The pandemic summer of 2020 was tough for Christina Sirignano ’20, ’21.
She had worked her way through school as an undergraduate, first at Northern Essex Community College, where she earned an associate degree in philosophy, and then at UMass Lowell as a history major, with some time off to work in between.
But to earn a master’s degree through the School of Education so that she could teach, she had to take out loans, and on top of that, the COVID-19 pandemic had left her temporarily jobless.
So she was overjoyed to get an email saying that she had been awarded $1,300 – enough to pay for one online summer class, plus some textbooks – through the Socrates Lagios Endowed Scholarship, established by his family to honor the late high school English teacher. 
“I was very happy,” Sirignano says. “I took three classes during the summer of COVID because I was unemployed, and I was able to not worry about money quite as much.”
Lagios was hired to teach and supervise student teachers in the School of Education’s Master of Education for English after he retired from teaching English in the Newton, Massachusetts, schools, says Education Prof. Emerita Anita Greenwood, former dean of the school. 
Lagios taught at UMass Lowell for only a short time before he died in 1993. His family and friends wanted to support graduate students with financial need by establishing the scholarship in his honor, says Demetra Gys, senior director of development. Sirignano is a great example of how helpful such scholarships can be to education students, who have to complete a four-month, unpaid student teaching practicum, Gys says.
Sirignano knew that she wanted to be a teacher from the time she was a high school student studying European history, Latin, ancient Greek and philosophy in Haverhill High School’s Classical Academy. 
“I loved school so much that I wanted to find a job where I could always be in school,” she says. “I just love working with kids and seeing that light in their eyes when they get it. I don’t think it will ever get old for me.”
Sirignano needed to pay her own way through college, so she started in philosophy at Northern Essex, studying part time and working full time at entry-level jobs that offered her a flexible schedule. She took a couple of years off to earn money before transferring to UMass Lowell, and then continued to work while studying full time. 
Here, she switched her major to history because it offers more teaching opportunities. She fell in love with the Middle Ages, and she decided to minor in Medieval and Renaissance Studies. 
“I like how misunderstood the Middle Ages are. Everyone calls that period the ‘Dark Ages,’ but it depends where you’re looking in the world,” she says. “In the Middle East in particular, they were having their own enlightenment. They preserved all of the ancient Greek and Roman knowledge when people in Europe were trying to destroy it. Without the Middle East, Europe wouldn’t have had the Renaissance.”
Sirignano was able to take two graduate education classes during her senior year, earning credits that counted toward both degrees.

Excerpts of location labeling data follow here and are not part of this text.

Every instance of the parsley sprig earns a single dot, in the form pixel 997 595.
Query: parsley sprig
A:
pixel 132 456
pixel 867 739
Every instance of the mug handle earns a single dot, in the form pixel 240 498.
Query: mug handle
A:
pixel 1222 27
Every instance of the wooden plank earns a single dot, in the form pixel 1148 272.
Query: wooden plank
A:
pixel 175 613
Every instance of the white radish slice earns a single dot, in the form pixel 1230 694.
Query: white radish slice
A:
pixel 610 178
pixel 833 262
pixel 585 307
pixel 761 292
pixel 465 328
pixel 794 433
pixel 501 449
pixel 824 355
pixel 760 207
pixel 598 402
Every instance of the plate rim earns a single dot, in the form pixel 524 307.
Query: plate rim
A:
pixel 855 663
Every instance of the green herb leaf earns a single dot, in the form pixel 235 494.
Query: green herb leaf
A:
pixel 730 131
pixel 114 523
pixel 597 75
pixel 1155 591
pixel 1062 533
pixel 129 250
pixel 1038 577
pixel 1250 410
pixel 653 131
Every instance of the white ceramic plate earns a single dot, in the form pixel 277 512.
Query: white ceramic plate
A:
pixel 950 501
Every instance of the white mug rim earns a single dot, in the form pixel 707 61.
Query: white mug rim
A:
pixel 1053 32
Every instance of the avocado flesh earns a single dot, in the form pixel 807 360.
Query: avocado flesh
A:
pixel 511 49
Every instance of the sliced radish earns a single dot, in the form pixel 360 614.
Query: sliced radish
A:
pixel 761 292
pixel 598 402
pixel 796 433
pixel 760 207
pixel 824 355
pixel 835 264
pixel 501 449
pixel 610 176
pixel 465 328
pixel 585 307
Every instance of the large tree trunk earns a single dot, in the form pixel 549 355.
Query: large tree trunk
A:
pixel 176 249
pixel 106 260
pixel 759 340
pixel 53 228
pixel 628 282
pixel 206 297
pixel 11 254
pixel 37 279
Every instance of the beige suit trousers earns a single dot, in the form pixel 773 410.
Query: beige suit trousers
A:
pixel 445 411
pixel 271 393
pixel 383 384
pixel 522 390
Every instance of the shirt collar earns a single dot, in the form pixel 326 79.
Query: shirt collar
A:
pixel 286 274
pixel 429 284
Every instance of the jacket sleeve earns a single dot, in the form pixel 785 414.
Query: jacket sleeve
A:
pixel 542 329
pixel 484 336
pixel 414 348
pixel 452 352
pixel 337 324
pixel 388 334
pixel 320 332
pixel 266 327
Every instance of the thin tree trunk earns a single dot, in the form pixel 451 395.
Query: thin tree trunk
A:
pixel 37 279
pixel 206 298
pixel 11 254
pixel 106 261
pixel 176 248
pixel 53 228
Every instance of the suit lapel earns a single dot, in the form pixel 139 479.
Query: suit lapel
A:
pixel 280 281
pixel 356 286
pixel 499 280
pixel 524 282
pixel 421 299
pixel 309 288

She then took a year of classes and worked at the Daley Middle School in Lowell as a paraprofessional, while doing her pre-practicum observations and lessons at Chelmsford High School.
She also volunteered at another Lowell middle school, and then interned in-person and virtually during the pandemic at the Tsongas Industrial History Center, where she worked on curriculum materials for a series of voting rights history workshops before starting her student teaching practicum at Chelmsford High School in spring 2021.
She was so successful that the district wanted to keep her on – and this time, the pandemic worked in her favor, because she was able to get an emergency license to teach English. She taught as a long-term substitute at McCarthy Middle School in Chelmsford for the rest of the year, while completing her license to teach history. Starting in fall 2021, she will teach sixth-grade social studies at the Alexander B. Bruce School in Lawrence, Massachusetts.
She’s grateful for the scholarship, and she applauds the Lagios family for trying to raise more money for the endowment by reaching out to his former colleagues and friends. 
“I think that would be amazing if they could help even more people. Every bit helps, and that was a big help for me,” she says. “For someone who was working minimum wage jobs while I went to school, it made a huge difference.”